Computer Vision Model: Vehicle Detection in Images with Python PART 1

Greetings, brave souls! Today, we embark on a noble quest to teach our computers how to see. Prepare yourselves for an epic adventure as we delve into the realms of computer vision and unlock the secrets of creating our own computer vision models. Now, I must warn you, this tutorial won't be a mere leisurely stroll in the park. My friends, we shall tread through the murky swamps of complexity. But fear not, for I have faith in your intrepid spirit, forged through countless coding challenges.

For those of you well-versed in the ways of Python, consider yourselves equipped with a mighty, fully-built rig, ready to conquer any trail. However, if you're new to programming, think of yourself as cruising along in a trusty Crosstrek. While you may lack the clearance for this particular trail, fear not! You still possess the power of a dependable 4WD. This tutorial aims to guide you through the fascinating inner workings of computer vision models and how these marvelous creations learn to "see."
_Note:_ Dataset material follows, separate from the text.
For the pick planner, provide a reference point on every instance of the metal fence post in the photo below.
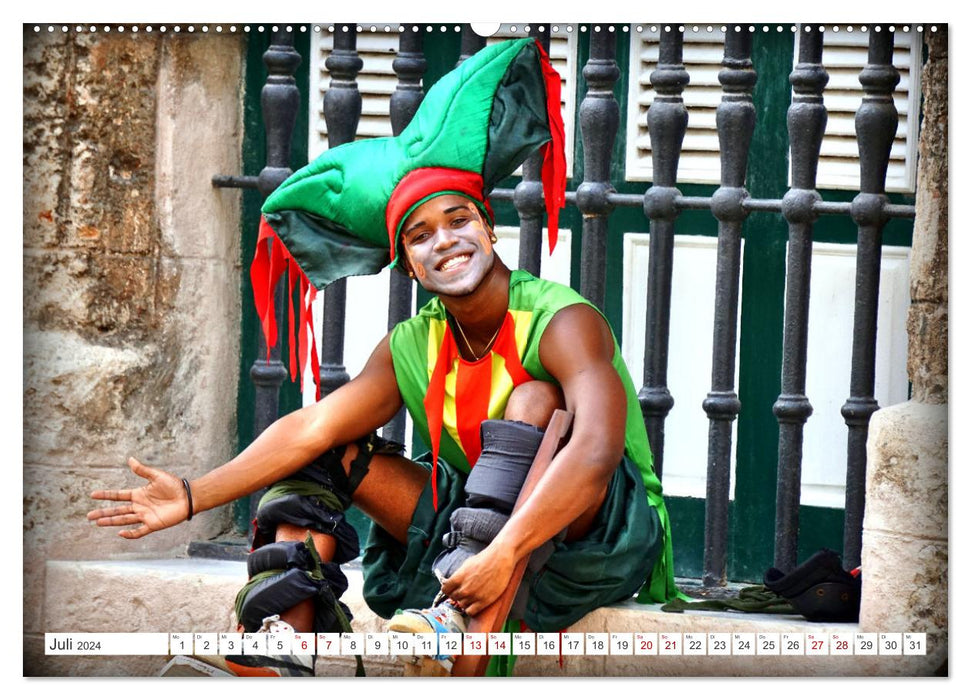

Now, let us discuss the requirements for this grand journey. There are two modes you can choose from. In the first mode, we have the comfortable 2WD option. Join us on this mode to learn about the development of simple computer vision models. Alternatively, for the daring souls seeking an exhilarating challenge, we have the 4X4 Low mode. Brace yourselves as we delve into the nitty-gritty of coding and craft your very own computer vision model.

Requirements for 2WD:

  • Courage: Prepare your heart for the thrilling ride ahead.
  • Curiosity: Let your insatiable curiosity fuel your quest for knowledge.
  • A little bit of patience: Remember, great things come to those who wait (and debug).

Requirements for 4X4 Low:

  • Python knowledge: Familiarize yourself with the Python programming language. It shall be your trusty companion throughout this expedition.
  • Python environment ready to go: Ensure your coding vehicle is well-prepared by setting up a suitable Python environment. Check out these resources to help you get started:

Perfect Your Python Development Setup
Python Environment Setup Video


The project shall be divided into several tasks, but remember, dear adventurers, the most crucial lesson to carry with you is the supreme importance of data. Yes, data shall reign supreme! Without the right quality data, your model shall crumble like a sandcastle in the face of a mighty wave. So, let's outline the overarching steps we shall undertake together:

  1. Acquire the data.
  2. Set up your Python environment.
  3. Prepare your data for the model.
  4. Train your model.
  5. Evaluate your model.

Acquire The Data:

The enigmatic entity known as "data." It seems to be the talk of the town, doesn't it? But fear not, for I shall unravel its mysteries for you. Data, my dear adventurers, is simply a collection of files that shall train our model. The format of these files depends on the type of model we aim to create. For instance, a language model requires a grand corpus of textual data, while a gaming model needs input from the game itself. In our case, we seek to build a computer vision model capable of detecting our magnificent rigs within images. Hence, we shall need images of our beloved machines.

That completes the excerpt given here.